The world's largest planemaker, burning cash as one of the worst crises in its history stretches into a sixth month, said the workers will assist with aircraft maintenance and customer delivery preparations at Grant County International Airport.
The hiring plans are the first publicly detailed steps Boeing will take as it works to deliver hundreds of grounded 737 MAX jets to airlines globally, an undertaking that would amount to one of the biggest logistical operations in modern civil aviation.
Chicago-based Boeing has been unable to deliver any 737 MAX aircraft since the single-aisle plane was grounded worldwide in March after two fatal crashes in Indonesia and Ethiopia killed 346 people, cutting off a key source of cash and hitting margins.

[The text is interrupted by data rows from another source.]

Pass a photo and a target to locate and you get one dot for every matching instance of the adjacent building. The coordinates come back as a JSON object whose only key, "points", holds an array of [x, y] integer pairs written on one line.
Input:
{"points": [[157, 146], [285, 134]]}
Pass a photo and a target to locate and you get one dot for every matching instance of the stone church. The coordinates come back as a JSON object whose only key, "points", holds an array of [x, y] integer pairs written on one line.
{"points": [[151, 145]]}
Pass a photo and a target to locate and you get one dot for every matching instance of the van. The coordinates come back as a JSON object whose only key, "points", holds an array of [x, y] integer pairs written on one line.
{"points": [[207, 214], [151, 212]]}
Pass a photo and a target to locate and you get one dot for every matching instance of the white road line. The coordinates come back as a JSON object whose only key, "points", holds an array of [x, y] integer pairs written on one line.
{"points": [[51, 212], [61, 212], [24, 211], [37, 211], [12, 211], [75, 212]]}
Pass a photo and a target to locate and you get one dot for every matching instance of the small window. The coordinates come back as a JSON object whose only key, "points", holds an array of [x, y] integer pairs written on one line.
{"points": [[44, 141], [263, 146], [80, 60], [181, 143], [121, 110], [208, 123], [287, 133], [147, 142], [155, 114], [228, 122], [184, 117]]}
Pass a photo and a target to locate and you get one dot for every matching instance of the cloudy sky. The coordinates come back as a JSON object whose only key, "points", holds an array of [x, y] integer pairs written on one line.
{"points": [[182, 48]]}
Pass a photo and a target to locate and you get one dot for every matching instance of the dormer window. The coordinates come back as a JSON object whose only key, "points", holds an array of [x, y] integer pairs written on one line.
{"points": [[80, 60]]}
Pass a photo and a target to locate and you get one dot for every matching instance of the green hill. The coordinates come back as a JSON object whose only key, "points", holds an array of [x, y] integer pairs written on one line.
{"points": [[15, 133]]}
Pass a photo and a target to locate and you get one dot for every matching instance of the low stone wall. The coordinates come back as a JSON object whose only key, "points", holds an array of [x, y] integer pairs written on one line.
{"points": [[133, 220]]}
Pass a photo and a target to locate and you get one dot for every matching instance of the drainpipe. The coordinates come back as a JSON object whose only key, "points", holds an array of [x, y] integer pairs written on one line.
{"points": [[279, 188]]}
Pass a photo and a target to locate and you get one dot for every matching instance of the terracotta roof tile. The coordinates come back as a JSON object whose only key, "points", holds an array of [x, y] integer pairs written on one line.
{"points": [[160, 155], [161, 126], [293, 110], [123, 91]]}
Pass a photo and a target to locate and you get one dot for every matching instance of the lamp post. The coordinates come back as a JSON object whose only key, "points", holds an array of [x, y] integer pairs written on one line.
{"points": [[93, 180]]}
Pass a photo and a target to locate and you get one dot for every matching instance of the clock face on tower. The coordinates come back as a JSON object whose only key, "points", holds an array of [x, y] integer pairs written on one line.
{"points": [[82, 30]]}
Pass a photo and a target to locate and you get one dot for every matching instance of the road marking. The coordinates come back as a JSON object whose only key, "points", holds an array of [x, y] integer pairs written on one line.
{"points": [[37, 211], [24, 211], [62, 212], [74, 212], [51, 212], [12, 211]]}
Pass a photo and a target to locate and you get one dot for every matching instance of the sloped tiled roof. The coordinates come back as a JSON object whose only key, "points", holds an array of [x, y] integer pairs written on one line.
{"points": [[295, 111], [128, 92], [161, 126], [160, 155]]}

Global airlines have had to cancel thousands of flights and use spare aircraft to cover routes that were previously flown with the fuel-efficient MAX, eating into their profitability. Many carriers have taken the MAX off their schedules late into the fall or early 2020.
Boeing reiterated on Tuesday that it was working toward getting the 737 MAX flying again commercially in the "early fourth quarter" after it wins approval of reprogrammed software for the stall-prevention system at the center of both crashes.
In late July, U.S. Federal Aviation Administration Deputy Administrator Dan Elwell declined to be pinned down on Boeing's previously stated target of October for entry into service.
"We don't have a timeline," Elwell said. "We have one criteria. When the 737 MAX has been - when the complications to it have been satisfactorily assessed, and the MAX is safe to return to service, that's the only criteria."
Boeing said it plans to move all the aircraft from Moses Lake, an eastern Washington location where it runs test flights, to facilities in the Seattle and Everett areas where its factories are located.
Hundreds of Boeing 737 MAX jets remain grounded worldwide, and Boeing has continued building the jets at a rate of 42 per month in the Seattle area. The U.S. planemaker is also storing freshly built aircraft outside its factories in Renton and Everett, around Seattle. It also has jets parked at a facility in San Antonio, Texas.
The total cost so far of the 737 MAX crisis is more than $8 billion, mainly due to compensation the planemaker will have to pay airlines for the delayed deliveries and lower production.